Lou Farnt (Katie Brayben) is going nowhere fast, no matter how much she dreams of a better life that she half-believes she can attain, but then again her circumstances are apt to knock those dreams out of her and bring her straight down to earth with a bump. She lives in an English seaside town where she works in an ice cream parlour, but she is also a carer for her mother Maureen (Sarah Ball) who leans heavily on her daughter to the point of bullying her and making her guilty for no good reason. But Lou still has her escape: the self-help gurus who makes careers out of giving advice to the hopeless, which is precisely what she is. At one such seminar, she meets a stranger...
Said stranger being Val Stone (Poppy Roe), who, wouldn't you know it, is another self-help guru, Lou is even bumping into them in daily life now. But Val is something different, for her modus operandi is very radical from the others in her field, as Lou discovers when she seizes the opportunity to break free from her drudgery and accompany her on a road trip that will teach her all that Val knows about building up self-esteem, finding a focus to improve her existence, and murdering anyone who irks her. What? As the title suggests, Val has a unique way of destressing and ensuring that she has no competition in what according to this film is a seriously crowded community: she kills her rivals.

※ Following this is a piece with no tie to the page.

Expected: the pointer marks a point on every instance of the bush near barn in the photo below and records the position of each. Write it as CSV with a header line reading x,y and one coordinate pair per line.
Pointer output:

This was obviously made for peanuts, and at around an hour and a quarter of running time (not counting the end credits) it didn't stick around either, yet thanks to a singlemindedness that Val would find admirable director Staten Cousins Roe made his meagre budget count, largely through some very canny location scouting. It did not, thankfully, look like somebody's home movies as despite the lack of funds, the great outdoors came to their rescue and delivered some striking views of the South Coast for the duo to stalk as they began to amass a number of kills, all of whom have some connection to that inspirational speaker and self-actualisation courses work Val despises.

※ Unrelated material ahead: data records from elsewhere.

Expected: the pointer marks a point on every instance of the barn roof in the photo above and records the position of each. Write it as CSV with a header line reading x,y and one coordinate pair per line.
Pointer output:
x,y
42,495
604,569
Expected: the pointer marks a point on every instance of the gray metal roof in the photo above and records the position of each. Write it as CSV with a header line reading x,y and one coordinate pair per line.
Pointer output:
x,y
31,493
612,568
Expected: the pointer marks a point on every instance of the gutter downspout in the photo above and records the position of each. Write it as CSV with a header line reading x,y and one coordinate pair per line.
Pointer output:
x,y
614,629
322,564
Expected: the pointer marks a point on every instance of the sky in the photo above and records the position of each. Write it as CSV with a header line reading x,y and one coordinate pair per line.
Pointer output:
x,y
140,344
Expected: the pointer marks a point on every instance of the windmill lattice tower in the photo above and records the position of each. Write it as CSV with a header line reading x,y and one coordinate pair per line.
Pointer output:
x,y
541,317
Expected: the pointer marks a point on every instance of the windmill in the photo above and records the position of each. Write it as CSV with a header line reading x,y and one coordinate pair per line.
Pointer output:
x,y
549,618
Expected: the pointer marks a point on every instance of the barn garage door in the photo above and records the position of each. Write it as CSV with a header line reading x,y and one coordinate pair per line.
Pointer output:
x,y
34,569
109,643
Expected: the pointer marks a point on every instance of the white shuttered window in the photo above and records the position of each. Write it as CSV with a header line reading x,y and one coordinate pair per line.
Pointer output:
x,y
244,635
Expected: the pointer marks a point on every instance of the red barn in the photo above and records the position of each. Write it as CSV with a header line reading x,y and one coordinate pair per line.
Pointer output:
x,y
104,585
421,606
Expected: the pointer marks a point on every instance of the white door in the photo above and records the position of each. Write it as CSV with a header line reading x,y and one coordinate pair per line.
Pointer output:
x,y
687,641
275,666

Or rather, she despises in everyone but herself, as her solution to possibly allowing her advice to be lost in a sea of similarly-minded voices is to make sure hers is that loudest voice, as it will be if there are no others around when she has executed them. This could have been some kind of satire on modern British life (Ben Wheatley's Sightseers was a film that cropped up again and again as a comparison point) or even some savage takedown of the business acumen that allows companies to crush their competitors regardless of the ethics, but nope, it appeared Cousins Roe really did have a massive grudge against self-help gurus. If anyone was getting something out of their system, it was him, more so even than his two protagonists, as he you could envisage him rubbing his hands together with glee at the death of yet another snake oil salesman.

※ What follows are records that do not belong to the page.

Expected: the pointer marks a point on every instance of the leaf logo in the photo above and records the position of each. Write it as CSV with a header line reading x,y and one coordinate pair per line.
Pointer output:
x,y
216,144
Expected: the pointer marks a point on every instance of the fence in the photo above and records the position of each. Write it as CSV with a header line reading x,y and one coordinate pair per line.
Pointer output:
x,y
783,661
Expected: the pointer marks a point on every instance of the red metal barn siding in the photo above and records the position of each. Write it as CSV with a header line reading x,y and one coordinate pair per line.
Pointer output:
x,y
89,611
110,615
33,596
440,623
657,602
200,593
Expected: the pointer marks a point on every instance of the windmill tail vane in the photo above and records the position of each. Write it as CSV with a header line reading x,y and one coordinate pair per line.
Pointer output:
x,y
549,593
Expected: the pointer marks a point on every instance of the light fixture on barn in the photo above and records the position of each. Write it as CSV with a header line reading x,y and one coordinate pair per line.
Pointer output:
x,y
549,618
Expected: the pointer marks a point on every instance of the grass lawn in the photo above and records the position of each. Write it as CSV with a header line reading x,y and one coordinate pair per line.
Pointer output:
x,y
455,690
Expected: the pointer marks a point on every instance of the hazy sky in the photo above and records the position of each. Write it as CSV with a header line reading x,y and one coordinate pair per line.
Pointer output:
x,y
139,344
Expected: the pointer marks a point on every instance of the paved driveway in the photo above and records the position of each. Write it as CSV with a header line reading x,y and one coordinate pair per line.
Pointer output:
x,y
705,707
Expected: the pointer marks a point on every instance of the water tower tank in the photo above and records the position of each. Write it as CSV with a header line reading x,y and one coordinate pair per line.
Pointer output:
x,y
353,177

If there was an issue with this, aside from the whole killing people being wrong even if they are opportunistic charlatans, it was that Lou and Val started from one place with strongly defined personalities yet never really changed from those opening stages, they refused to consider the barbarity of their actions as the writer and director's self-righteous crusade soldiered on. He did manage to pack in a variety of these targets to a relatively scanty amount of plot, just so the audience knew what to look out for, but he risked implausibility even for something billed as a horror comedy. On the other hand, he did concoct ambiguities that offered his work a curiously dreamlike, if not quite nightmarish, texture, leaving you wondering if Lou and Val may be closer than it might appear, or indeed if any of this wish-fulfilment is actually happening anywhere outside of Lou's mind. Cousins Roe did not allow this to dominate, so we were in no doubt he was in control, a more thematically daring (and oddball) effort than Wheatley's simple grumpiness. Music by Laurence Love Greed.